2. How about those who may be presented in a negative light. I would not use their last names but there would be details about the place where I knew them. The way in which I would be discussing them is in their general character and also in how they wronged me by slander. This slander was never dealt with in any legal way and was more personal than anything. This is all important to the negative. I know I will need to talk to a lawyer before publishing, but I am not at that stage right now. I am writing and will soon be coming to the part that discusses this matter. I want to know if I need to be circumspect or can speak at more liberty. 
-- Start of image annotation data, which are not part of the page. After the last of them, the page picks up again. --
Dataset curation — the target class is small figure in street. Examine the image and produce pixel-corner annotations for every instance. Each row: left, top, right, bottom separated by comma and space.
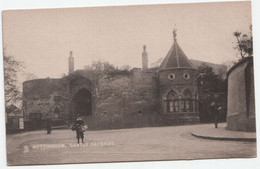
75, 114, 84, 143
211, 101, 221, 128
46, 115, 52, 134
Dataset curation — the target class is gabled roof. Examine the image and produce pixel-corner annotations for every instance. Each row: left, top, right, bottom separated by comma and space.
160, 29, 194, 70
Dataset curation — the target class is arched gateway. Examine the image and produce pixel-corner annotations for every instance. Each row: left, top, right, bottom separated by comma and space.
72, 88, 92, 116
68, 75, 93, 118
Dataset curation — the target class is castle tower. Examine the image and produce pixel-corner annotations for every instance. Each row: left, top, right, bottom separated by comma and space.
142, 45, 148, 70
69, 51, 74, 74
158, 29, 199, 124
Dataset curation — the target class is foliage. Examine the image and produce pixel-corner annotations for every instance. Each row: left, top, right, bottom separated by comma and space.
84, 61, 130, 78
234, 25, 253, 59
4, 53, 24, 105
197, 63, 226, 93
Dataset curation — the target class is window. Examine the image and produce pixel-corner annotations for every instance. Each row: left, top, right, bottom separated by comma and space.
181, 90, 193, 112
183, 73, 190, 80
167, 90, 179, 113
54, 107, 60, 119
168, 73, 175, 80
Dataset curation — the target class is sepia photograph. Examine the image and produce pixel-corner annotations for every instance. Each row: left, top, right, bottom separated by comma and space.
2, 1, 257, 166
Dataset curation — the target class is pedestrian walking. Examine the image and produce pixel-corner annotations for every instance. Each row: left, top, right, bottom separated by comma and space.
46, 115, 52, 134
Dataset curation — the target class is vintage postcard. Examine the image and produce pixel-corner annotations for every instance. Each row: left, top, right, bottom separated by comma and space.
2, 1, 257, 166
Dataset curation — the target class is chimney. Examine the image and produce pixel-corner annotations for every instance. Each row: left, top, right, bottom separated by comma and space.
69, 51, 74, 74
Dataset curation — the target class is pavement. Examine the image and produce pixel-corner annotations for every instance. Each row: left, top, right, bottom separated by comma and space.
6, 124, 256, 165
191, 123, 256, 142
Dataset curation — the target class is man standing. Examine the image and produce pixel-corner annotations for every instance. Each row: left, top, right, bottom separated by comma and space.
46, 115, 52, 134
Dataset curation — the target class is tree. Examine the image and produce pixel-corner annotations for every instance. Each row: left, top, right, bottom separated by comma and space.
84, 60, 116, 72
197, 63, 227, 122
120, 65, 131, 71
197, 63, 219, 93
234, 25, 253, 59
4, 52, 23, 105
25, 73, 37, 80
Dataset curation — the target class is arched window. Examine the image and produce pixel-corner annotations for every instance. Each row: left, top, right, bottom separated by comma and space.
194, 91, 199, 112
167, 90, 179, 113
54, 107, 60, 119
180, 90, 193, 112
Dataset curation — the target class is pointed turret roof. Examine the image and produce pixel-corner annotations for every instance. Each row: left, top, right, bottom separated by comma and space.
160, 29, 194, 70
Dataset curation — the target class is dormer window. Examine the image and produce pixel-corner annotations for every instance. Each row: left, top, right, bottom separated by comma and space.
168, 73, 175, 80
183, 73, 190, 80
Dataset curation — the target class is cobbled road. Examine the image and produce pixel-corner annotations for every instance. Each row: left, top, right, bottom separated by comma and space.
7, 125, 256, 165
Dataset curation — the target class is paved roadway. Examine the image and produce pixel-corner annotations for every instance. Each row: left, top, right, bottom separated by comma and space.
7, 125, 256, 165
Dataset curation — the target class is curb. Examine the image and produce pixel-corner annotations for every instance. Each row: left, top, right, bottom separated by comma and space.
191, 133, 256, 142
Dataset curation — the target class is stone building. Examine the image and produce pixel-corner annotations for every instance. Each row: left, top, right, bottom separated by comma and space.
23, 30, 199, 129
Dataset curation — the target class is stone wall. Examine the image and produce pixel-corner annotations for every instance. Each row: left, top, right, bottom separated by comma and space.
96, 71, 157, 116
227, 57, 255, 131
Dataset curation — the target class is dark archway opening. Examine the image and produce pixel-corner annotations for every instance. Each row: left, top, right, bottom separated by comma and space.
72, 88, 92, 116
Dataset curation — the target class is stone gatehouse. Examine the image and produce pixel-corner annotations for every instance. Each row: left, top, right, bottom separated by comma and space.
23, 30, 199, 129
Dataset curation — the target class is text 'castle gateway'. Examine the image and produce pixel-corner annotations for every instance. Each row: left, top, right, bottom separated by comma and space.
23, 30, 199, 129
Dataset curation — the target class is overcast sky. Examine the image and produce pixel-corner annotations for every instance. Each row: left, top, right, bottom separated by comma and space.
3, 2, 251, 78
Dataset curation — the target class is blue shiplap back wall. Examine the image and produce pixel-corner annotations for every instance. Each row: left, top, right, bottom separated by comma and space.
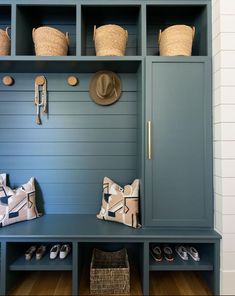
0, 74, 137, 213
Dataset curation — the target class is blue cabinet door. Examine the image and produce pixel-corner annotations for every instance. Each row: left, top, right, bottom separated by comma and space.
145, 57, 213, 227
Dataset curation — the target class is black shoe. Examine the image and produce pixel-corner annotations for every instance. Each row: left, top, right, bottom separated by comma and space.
163, 246, 174, 262
151, 246, 162, 262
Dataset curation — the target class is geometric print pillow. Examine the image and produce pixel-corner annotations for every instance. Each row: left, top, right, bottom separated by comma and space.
97, 177, 141, 228
0, 174, 41, 227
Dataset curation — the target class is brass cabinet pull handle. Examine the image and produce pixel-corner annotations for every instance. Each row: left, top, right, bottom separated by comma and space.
147, 121, 152, 160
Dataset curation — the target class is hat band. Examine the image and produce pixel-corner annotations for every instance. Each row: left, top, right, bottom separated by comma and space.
96, 77, 118, 99
96, 88, 117, 99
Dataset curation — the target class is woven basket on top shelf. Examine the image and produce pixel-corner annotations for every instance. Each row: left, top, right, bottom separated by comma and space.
158, 25, 195, 56
0, 27, 11, 56
32, 26, 69, 56
93, 25, 128, 56
90, 249, 130, 295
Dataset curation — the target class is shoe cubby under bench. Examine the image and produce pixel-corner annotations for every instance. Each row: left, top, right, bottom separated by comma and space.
0, 214, 220, 295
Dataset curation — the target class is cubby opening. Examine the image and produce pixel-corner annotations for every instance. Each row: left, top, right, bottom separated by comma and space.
81, 5, 141, 56
8, 241, 72, 271
146, 5, 209, 56
7, 271, 72, 296
16, 5, 77, 56
149, 243, 214, 271
0, 5, 11, 55
79, 242, 143, 295
149, 271, 213, 296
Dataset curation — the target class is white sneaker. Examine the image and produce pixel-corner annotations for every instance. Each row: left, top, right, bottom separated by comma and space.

Any lawyers here would be nice if they could answer this question in particular. Thanks in advance.


----------



## InstituteMan (Oct 2, 2014)

I fear there just isn't any way to answer this easily. Quite aside from the problem with giving legal advice over the Internet (which I can't do), this area is highly fact dependent (what did you write and who did you write it about?) and the law will vary from state to state in the US. Objective truth is always a good policy, though.


----------



## wainscottbl (Oct 2, 2014)

Thanks. Before I publish, which for this book I think will be self-published due to certain factors--namely publisher will likely want to publish a narrative on my platonic love for a woman and the nature of platonic love in general--I will talk to a lawyer. I know I cannot get real advice over the web, but just trying to get an idea in the meantime. Thx.


----------



## Silver (Oct 3, 2014)

From personal experience, Chicken Soup for the Soul required me to change names no matter what. No discussion. No excuses. Fake names only.


----------



## wainscottbl (Oct 3, 2014)

Even dead people?


----------



## BabyGizmo (Oct 29, 2014)

I would say yes to even dead people. Families can still sue. I have never used real names. Maybe during the writing process to make sure I have my characters right, but during editing they get changed. I hope this helps!


----------



## John_O (Oct 29, 2014)

I suppose it would be ok if you got written permission from them? Something like a model release that photographers get. I don't know how it would work for writers though.


----------